I am also pretty mechanically inclined, took a lot of things apart and back together, including but not limited to bicycles I’ve subsequently taken above 40 mph (like cars, there are many kinds of defects that only show up at 2x “normal” speed, because forces tend to quadruple). Software people who know hardware of some sort are, at least in my experience, generally safer about trying to defy the laws of physics.

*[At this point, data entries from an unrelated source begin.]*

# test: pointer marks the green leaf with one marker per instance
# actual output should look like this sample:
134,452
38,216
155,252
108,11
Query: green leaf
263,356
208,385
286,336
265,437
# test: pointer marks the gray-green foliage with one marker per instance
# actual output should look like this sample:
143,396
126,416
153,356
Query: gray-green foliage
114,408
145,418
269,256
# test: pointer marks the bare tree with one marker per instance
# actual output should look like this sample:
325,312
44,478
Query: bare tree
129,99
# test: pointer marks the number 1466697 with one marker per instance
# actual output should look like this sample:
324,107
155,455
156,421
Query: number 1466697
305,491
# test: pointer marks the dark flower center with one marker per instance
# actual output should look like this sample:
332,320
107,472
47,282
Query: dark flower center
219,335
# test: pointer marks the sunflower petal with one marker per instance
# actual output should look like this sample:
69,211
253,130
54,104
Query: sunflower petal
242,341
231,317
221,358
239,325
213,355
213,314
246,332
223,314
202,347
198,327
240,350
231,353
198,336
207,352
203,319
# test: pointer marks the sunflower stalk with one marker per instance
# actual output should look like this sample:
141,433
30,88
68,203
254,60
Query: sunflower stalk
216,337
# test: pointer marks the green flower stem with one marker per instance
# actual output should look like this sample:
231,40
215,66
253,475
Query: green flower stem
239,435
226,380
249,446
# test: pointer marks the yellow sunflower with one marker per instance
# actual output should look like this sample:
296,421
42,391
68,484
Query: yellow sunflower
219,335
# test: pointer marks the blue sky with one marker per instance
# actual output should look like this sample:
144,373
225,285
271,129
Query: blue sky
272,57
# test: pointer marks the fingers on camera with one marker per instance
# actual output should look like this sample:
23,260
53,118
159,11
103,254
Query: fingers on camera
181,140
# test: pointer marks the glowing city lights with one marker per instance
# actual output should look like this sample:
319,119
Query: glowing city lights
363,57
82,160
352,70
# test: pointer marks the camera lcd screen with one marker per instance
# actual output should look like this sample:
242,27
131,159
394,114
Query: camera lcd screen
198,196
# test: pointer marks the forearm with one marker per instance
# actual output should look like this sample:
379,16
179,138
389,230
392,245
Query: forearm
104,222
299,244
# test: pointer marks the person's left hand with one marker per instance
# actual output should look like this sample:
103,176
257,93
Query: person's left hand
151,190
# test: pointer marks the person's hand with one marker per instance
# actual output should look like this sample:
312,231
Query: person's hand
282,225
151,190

But the danger with model testing is that I often sound like I know exactly what I’m talking about when I don’t (and sound too similar when I actually am the expert, so people either trust me too much or not enough). I’ve played with various levels of wiggle words and uncertain phrasing to try to fix this, always with mixed results. Sometimes even stating it as an educated guess, based on X and Y, causes other people to agree that sounds perfectly correct even if it’s not (one of the original definitions of a meme). Sometimes I avoid that trap of not believing my own model in my head, even if I don’t let on, sometimes I don’t. I should probably have more care about others aping my demeanor, but I tend to mentor anyone who is comfortable asking clarifying questions. It’s the ones that want to fake it til they make it that I can’t help.
The danger is, as always, in believing your own PR. Questioning it constantly is paralyzing and exhausting, both for yourself and for observers (especially the exhausting part). Questioning it not at all is exquisitely dangerous.